03.11.2014

Concept 1: Prozessauftakt im Strafverfahren gegen Jens B., als Inhaber der Firma Concept 1

Mit einer durchaus beeindruckenden Einlassung begann heute das Verfahren gegen den Inhaber der Firma Concept 1, Jens B. vor der 3. Strafkammer des Landgerichts Nürnberg-Fürth. 

Dem Angeklagten wird unter anderem vorgeworfen, Anleger durch Luftgeschäfte um ihr erspartes Geld gebracht zu haben. Die Staatsanwaltschaft Nürnberg-Fürth wirft dem Angeklagten Betrug, Handeln ohne Erlaubnis nach KWG und Steuerhinterziehung vor.

In der heute stattgefundenen Hauptverhandlung ließ sich der Angeklagte über seinen Verteidiger zu den Vorwürfen in der Anklageschrift erstmals ein. Sinngemäß erklärte er, dass ihm die Sache vor seiner Familie und auch den Anlegern "peinlich" wäre. Die von ihm fingierten Finanzdienstleistungen hätte es nicht gegeben. Weder gab es die den vielen geschädigten  Anlegern versprochenen Mitarbeiteraktien, noch die für teures Geld veräußerten Absicherungen. Auch die sonstigen angebotenen Geschäfte wie Shorts oder Sparverträge, Unternehmensbeteiligungen etc. wären nicht vertragsgerecht durchgeführt worden. Letztendlich wurde überhaupt kein reales Geschäft sondern ein Schneeballsystem betrieben.

Als Motiv für sein strafrechtliche relevantes Verhalten führte er an, dass es ihm im Wesentlichen um Anerkennung gegangen wäre.

Befragt zu seinen persönlichen Verhältnissen erklärte er, dass er mindestens zwölf Jahre verschiedene Schulen besucht hätte.
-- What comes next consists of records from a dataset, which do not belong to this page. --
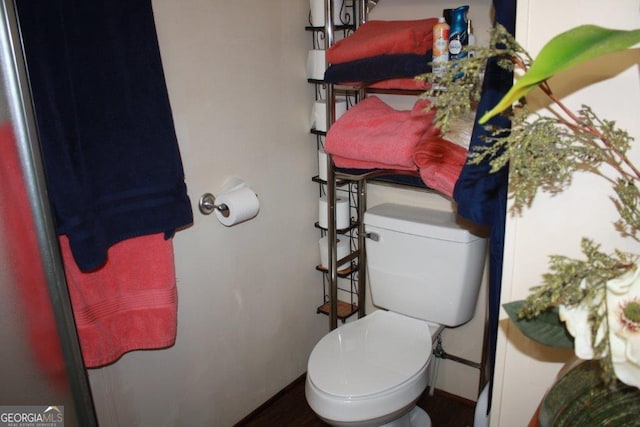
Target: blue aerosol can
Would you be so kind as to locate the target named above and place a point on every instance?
(458, 36)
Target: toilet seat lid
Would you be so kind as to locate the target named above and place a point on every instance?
(371, 355)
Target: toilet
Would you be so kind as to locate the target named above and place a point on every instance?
(425, 272)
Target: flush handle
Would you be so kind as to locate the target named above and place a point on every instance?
(373, 236)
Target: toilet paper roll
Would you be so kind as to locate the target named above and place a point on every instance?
(342, 249)
(242, 202)
(323, 160)
(320, 113)
(343, 219)
(317, 12)
(316, 64)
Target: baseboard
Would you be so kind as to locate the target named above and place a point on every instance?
(272, 399)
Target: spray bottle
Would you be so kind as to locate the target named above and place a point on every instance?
(458, 37)
(440, 47)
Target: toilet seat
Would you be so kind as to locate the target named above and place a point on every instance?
(372, 367)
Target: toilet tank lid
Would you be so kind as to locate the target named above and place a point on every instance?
(418, 221)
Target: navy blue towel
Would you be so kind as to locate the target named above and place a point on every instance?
(111, 156)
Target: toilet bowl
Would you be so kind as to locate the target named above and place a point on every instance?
(425, 272)
(371, 372)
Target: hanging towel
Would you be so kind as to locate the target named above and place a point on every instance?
(440, 162)
(111, 156)
(128, 304)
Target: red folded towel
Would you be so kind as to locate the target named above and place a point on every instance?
(440, 163)
(128, 304)
(375, 38)
(372, 131)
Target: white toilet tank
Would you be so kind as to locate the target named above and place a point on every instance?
(422, 264)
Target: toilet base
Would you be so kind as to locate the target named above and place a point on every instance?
(417, 417)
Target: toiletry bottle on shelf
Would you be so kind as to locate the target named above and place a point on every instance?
(458, 35)
(471, 39)
(440, 47)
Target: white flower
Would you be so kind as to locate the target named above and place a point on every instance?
(576, 320)
(623, 313)
(623, 303)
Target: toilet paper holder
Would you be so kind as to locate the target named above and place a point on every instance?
(207, 205)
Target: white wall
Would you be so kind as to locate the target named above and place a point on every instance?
(247, 294)
(555, 225)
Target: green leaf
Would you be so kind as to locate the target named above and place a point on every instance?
(546, 329)
(564, 51)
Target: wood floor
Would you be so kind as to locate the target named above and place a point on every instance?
(290, 408)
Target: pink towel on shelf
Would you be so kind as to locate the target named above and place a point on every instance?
(372, 131)
(375, 38)
(128, 304)
(440, 162)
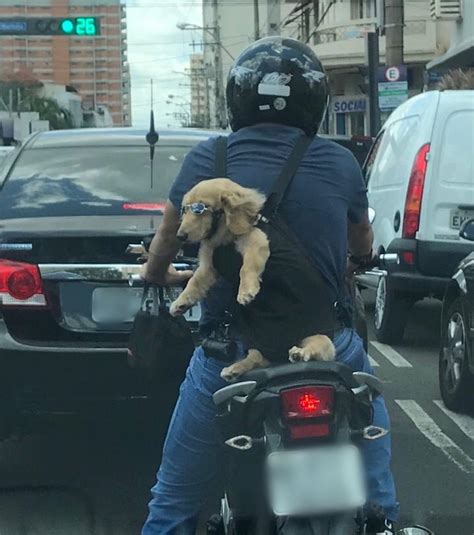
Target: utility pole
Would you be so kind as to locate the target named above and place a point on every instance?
(219, 112)
(373, 60)
(394, 22)
(256, 20)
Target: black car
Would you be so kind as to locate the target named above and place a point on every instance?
(71, 204)
(456, 361)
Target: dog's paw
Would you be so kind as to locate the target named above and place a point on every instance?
(180, 306)
(248, 292)
(231, 373)
(299, 354)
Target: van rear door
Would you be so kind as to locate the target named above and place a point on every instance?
(449, 186)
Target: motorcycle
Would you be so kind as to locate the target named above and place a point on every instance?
(292, 434)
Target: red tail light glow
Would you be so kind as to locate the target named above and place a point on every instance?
(145, 206)
(20, 285)
(411, 218)
(307, 411)
(307, 402)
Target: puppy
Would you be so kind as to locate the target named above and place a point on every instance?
(220, 212)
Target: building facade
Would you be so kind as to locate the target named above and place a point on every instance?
(336, 30)
(95, 66)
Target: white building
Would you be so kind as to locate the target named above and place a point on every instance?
(198, 74)
(339, 41)
(461, 47)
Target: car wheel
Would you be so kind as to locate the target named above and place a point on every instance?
(390, 314)
(455, 380)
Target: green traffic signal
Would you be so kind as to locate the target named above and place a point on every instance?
(67, 26)
(86, 26)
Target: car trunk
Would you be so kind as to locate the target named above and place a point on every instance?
(85, 268)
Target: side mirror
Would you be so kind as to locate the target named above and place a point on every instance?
(467, 230)
(371, 215)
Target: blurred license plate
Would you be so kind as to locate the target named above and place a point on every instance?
(120, 305)
(320, 480)
(457, 217)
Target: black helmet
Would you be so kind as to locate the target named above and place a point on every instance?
(277, 80)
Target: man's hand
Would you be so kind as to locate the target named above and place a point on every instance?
(171, 278)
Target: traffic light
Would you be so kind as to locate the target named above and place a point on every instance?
(79, 26)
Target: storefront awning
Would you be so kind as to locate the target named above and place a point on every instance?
(461, 55)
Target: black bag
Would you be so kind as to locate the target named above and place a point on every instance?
(159, 343)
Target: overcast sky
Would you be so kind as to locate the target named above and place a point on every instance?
(158, 50)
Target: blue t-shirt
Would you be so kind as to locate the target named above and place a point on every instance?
(326, 192)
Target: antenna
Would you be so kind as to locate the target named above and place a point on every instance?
(152, 136)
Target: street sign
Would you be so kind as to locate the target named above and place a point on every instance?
(79, 26)
(392, 86)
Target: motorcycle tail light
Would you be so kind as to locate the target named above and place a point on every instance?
(307, 411)
(307, 402)
(21, 285)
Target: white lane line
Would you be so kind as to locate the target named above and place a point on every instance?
(463, 421)
(391, 355)
(373, 362)
(433, 433)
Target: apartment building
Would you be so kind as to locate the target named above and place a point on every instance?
(200, 113)
(95, 66)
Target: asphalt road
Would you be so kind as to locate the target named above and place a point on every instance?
(76, 478)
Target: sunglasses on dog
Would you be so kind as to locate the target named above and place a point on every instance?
(196, 208)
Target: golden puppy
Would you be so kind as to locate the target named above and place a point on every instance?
(219, 212)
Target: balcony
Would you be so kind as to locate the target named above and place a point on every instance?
(343, 44)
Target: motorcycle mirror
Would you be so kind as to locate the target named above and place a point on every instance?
(373, 382)
(371, 215)
(415, 530)
(467, 230)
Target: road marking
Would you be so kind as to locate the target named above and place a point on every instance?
(391, 355)
(463, 421)
(433, 433)
(373, 362)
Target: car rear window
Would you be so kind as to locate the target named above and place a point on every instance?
(89, 180)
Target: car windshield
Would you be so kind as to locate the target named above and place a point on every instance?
(89, 180)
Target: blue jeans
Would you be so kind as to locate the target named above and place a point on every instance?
(192, 450)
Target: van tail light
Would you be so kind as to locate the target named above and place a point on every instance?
(411, 218)
(308, 410)
(21, 285)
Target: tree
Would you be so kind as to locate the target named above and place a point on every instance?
(21, 89)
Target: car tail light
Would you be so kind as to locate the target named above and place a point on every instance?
(307, 410)
(20, 285)
(411, 218)
(408, 257)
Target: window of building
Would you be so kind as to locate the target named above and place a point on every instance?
(363, 9)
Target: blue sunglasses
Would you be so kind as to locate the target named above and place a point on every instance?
(196, 208)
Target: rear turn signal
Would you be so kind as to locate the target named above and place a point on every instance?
(21, 285)
(411, 218)
(307, 411)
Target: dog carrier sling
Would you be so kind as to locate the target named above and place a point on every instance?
(294, 301)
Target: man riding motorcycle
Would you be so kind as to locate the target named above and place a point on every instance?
(276, 91)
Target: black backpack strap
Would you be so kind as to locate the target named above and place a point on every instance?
(286, 176)
(220, 157)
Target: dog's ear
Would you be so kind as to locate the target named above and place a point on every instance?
(241, 207)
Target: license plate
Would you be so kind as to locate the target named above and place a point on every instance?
(457, 217)
(321, 480)
(120, 305)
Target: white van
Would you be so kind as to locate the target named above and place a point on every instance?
(420, 178)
Das Gymnasium war nicht darunter. Abgeschlossen hat er nur die Grundschule. Danach habe er eine kaufmännische Lehre begonnen, diese jedoch auch wieder abgebrochen. Sodann habe er sich als Finanzdienstleister selbstständig gemacht. Näheres zu seinem Werdegang als Finanzdienstleister wollte er jedoch über die schriftliche Einlassung seines Verteidigers hinaus (noch) nicht erklären.  

Das Verfahren wurde sodann für heute unterbrochen und wird am kommenden Dienstagvormittag fortgesetzt werden.